Quand on m’a invité à parler d’hypersexualisation devant des groupes d’étudiants de secondaire V, mon premier réflexe a été de trouver l’angle de ma causerie pour que cette armada d’hormones ne se sente pas culpabilisée par le phénomène et montrée du doigt.
Suffisamment de gens le font en ce moment et s’accusent mutuellement de la place que prend le sexe dans la société. Véritable foire d’empoigne où les concernés ne semblent pas conviés au débat.
D’entrée de jeu je leur précise que nous jugeons et sommes jugés sur les apparences, que cela leur plaise ou non et que c’est probablement ce qu’ils ont fait dans les premières secondes où ils m’ont aperçu au bureau du maître
Réactions immédiates et vives. Certains gars ronchonnent. Plusieurs filles sont murées dans le silence, médusées à l’idée que je puisse les citer en exemple.
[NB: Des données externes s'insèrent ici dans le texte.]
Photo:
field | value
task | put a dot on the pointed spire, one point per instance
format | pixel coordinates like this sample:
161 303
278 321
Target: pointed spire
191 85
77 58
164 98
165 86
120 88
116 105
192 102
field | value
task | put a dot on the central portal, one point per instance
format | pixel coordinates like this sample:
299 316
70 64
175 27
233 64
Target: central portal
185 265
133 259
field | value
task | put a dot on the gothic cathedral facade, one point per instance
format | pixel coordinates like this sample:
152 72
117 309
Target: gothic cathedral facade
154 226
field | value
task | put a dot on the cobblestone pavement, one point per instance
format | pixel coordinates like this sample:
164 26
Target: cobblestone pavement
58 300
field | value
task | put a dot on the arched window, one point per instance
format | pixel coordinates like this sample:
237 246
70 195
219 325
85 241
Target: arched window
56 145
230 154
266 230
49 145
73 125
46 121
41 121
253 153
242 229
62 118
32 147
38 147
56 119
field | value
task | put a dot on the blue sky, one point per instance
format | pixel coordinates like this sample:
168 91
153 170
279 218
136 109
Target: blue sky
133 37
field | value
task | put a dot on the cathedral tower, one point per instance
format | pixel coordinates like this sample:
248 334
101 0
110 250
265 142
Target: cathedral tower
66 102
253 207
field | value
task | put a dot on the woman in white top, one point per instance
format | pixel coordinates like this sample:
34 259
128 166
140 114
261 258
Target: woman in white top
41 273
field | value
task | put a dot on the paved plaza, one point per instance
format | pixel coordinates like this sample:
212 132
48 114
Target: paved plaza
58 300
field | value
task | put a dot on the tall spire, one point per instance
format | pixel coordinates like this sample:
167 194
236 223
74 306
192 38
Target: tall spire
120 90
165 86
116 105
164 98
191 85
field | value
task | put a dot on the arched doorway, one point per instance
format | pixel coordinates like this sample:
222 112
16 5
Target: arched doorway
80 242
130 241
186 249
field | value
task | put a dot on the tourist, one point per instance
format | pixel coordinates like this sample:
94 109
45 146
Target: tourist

La salle se réchauffe. Ma stratégie est de jouer la carte des apparences. J’enlève ma veste, dénoue ma cravate, enlève mes boutons de manchette, roule mes manches et pose mes grosses lunettes d’écaille sur le bureau. D’une attitude de fermeture causée par ma tenue rempart, je passe à un signe d’ouverture, de transparence. Ainsi en est-il des messages d’érotisation, de sexualisation et davantage d’hypersexualisation. Quelles interprétations fait-on des looks de ces jeunes ?
Surgissent alors les questions. Nadia, qui de toute évidence souffre d’une estime de soi écornée, brise la glace et me demande une lecture de sa tenue. Elle est tellement saucissonnée dans ses vêtements que j’imagine des pinces de désincarcération pour les enlever. Natasha, elle, suit la mode avec son corps : tatoo, percing et une congère de mascara aux cils. Fred arbore un look qui relève de l’ingénierie vestimentaire et se cache derrière un humour caustique. Avec leurs tenues et leurs attitudes ils expriment leurs humeurs, leurs façons d’être au monde et me pistent sur leurs identités et leurs personnalités. Mon but est de les amener à comprendre la force du message qu’ils envoient avec leur tenue vestimentaire et de prendre conscience de la lecture qui en est faite par les observateurs.
La question qui gèle : votre look est un choix conscient ou un conditionnement? La question qui défrise : vous suivez la mode ou vous suivez les autres? La question qui embête : quelle sera votre première chirurgie esthétique? Celle qui glace : aurez-vous une chirurgie intime?